Marquer son territoire

Voilà qui est dit. Maintenant pourquoi a-t-on besoin d’afficher son amour en public ?
Parce que ça prend comme une envie de faire pipi, et qu’on n’est incapable de se retenir, pour marquer son territoire parfois, ou encore parce qu’une fois qu’on a donné l’habitude à l’autre de l’embrasser, c’est compliqué d’arrêter.
A ces explications évidentes s’ajoute désormais celles d’une étude d’une chercheuse américaine : Maria Servedio. Biologiste en évolution à l’université de Carolina du Nord, Chapel Hill, elle a observé que les animaux monogames, comme certains oiseaux, étaient aussi friands de DPA.
Elle a déclaré au magazine scientifique anglais Live Science :
« C’est assez évident qu’on a besoin d’être démonstratif pour attirer un partenaire. En revanche, une fois que vous l’avez déjà conquis pourquoi devriez-vous vous enquiquinez à continuer de l’être ? »

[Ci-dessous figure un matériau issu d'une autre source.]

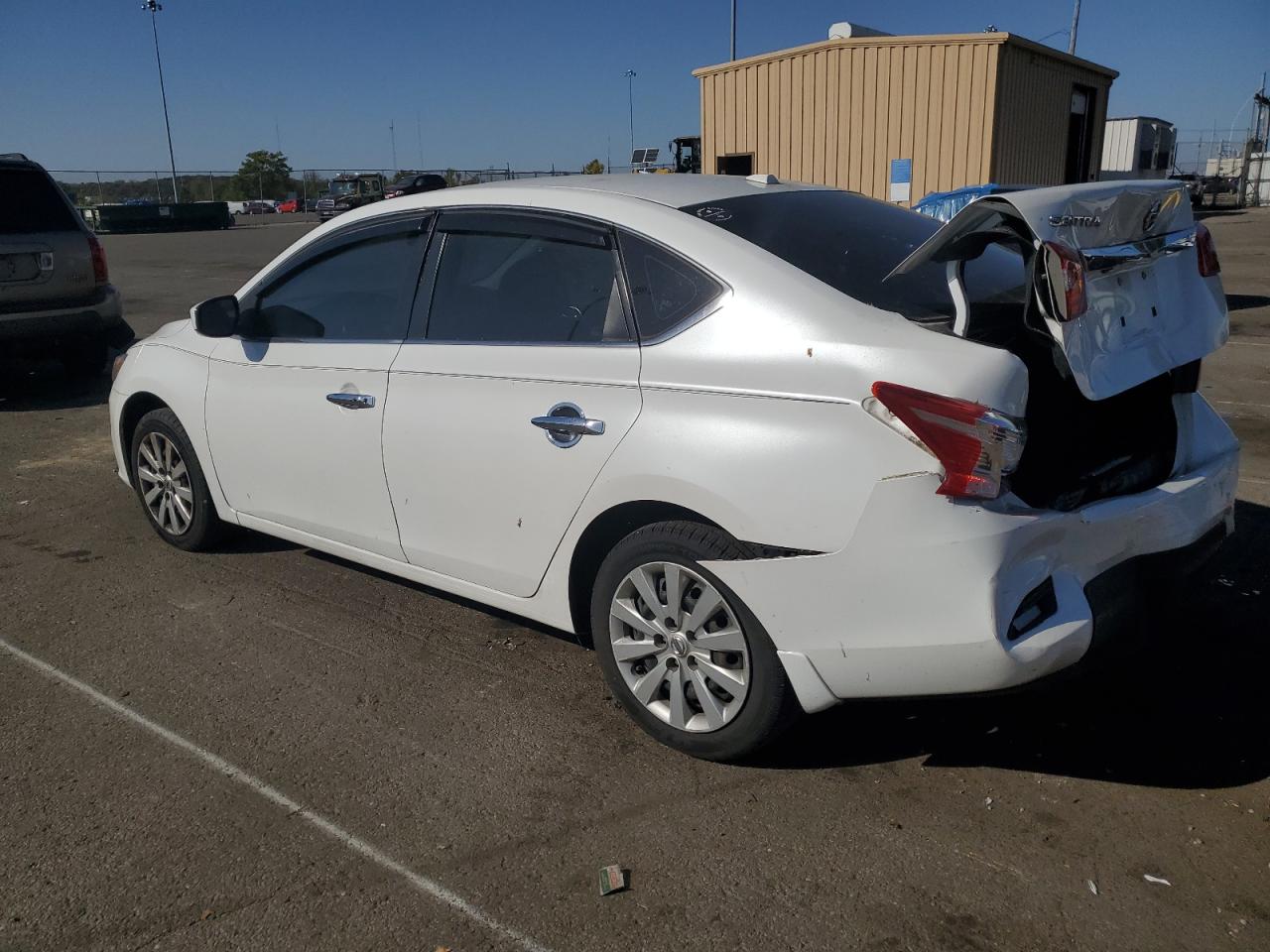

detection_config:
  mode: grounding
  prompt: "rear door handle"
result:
[530,404,604,449]
[326,394,375,410]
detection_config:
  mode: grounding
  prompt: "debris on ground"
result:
[599,866,626,896]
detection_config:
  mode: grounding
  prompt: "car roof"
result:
[437,174,826,208]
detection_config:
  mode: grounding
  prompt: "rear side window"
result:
[682,189,1025,320]
[425,214,630,344]
[618,232,722,341]
[0,169,80,235]
[248,231,423,340]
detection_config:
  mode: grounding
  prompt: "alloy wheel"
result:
[137,430,194,536]
[608,562,750,734]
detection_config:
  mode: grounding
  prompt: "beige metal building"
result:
[693,33,1119,204]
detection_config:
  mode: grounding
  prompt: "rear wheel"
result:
[131,408,225,552]
[590,522,798,761]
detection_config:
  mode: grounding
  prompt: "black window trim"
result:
[234,208,439,344]
[403,204,640,348]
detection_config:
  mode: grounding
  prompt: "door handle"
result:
[530,404,604,449]
[326,394,375,410]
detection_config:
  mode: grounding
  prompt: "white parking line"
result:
[0,639,550,952]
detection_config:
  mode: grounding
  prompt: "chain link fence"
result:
[49,165,576,205]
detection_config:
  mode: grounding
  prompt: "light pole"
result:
[141,0,181,202]
[622,69,635,158]
[731,0,736,60]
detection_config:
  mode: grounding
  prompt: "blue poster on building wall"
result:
[886,159,913,202]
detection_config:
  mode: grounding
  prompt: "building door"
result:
[1063,85,1097,185]
[715,153,754,176]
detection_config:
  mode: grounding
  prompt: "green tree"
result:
[230,149,295,200]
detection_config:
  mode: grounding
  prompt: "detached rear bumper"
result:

Des affichages amoureux qui exposent aux prédateurs

Son questionnement était d’autant plus grand que ces affichages, pas du tout discrets, exposent les animaux à leurs prédateurs.
En se basant sur les résultats de différentes études précédentes, la chercheuse à constaté qu’en réalité, ces comportements sont souvent liés aux progénitures.
En effet, dans les espèces monogames, les couples réussissent mieux à élever des petits que les « individus » isolés.
Souvent d’ailleurs, deux oiseaux en couple parviennent à éduquer plus de deux petits, tandis que le zozio seul ne parvient à en éduquer qu’un seul à la fois.
Les espèces monogames auraient donc tout intérêt à être en couple, à le rester et à le faire savoir.
Maria Servedio écrit donc que ces démonstrations qui se produisaient d’abord au moment de la constitution des couples « ont évolué » pour perdurer après la mise en couple.
« Elles stimulent le partenaire et augmentent son niveau d’investissement dans l’éducation des petits. »
Selon une autre chercheuse américaine, du Colorado cette fois-ci, on peut imaginer un même mécanisme chez l’être humain. Sauf que chez ce dernier, les différences culturelles et sociologiques brouillent un peu les pistes.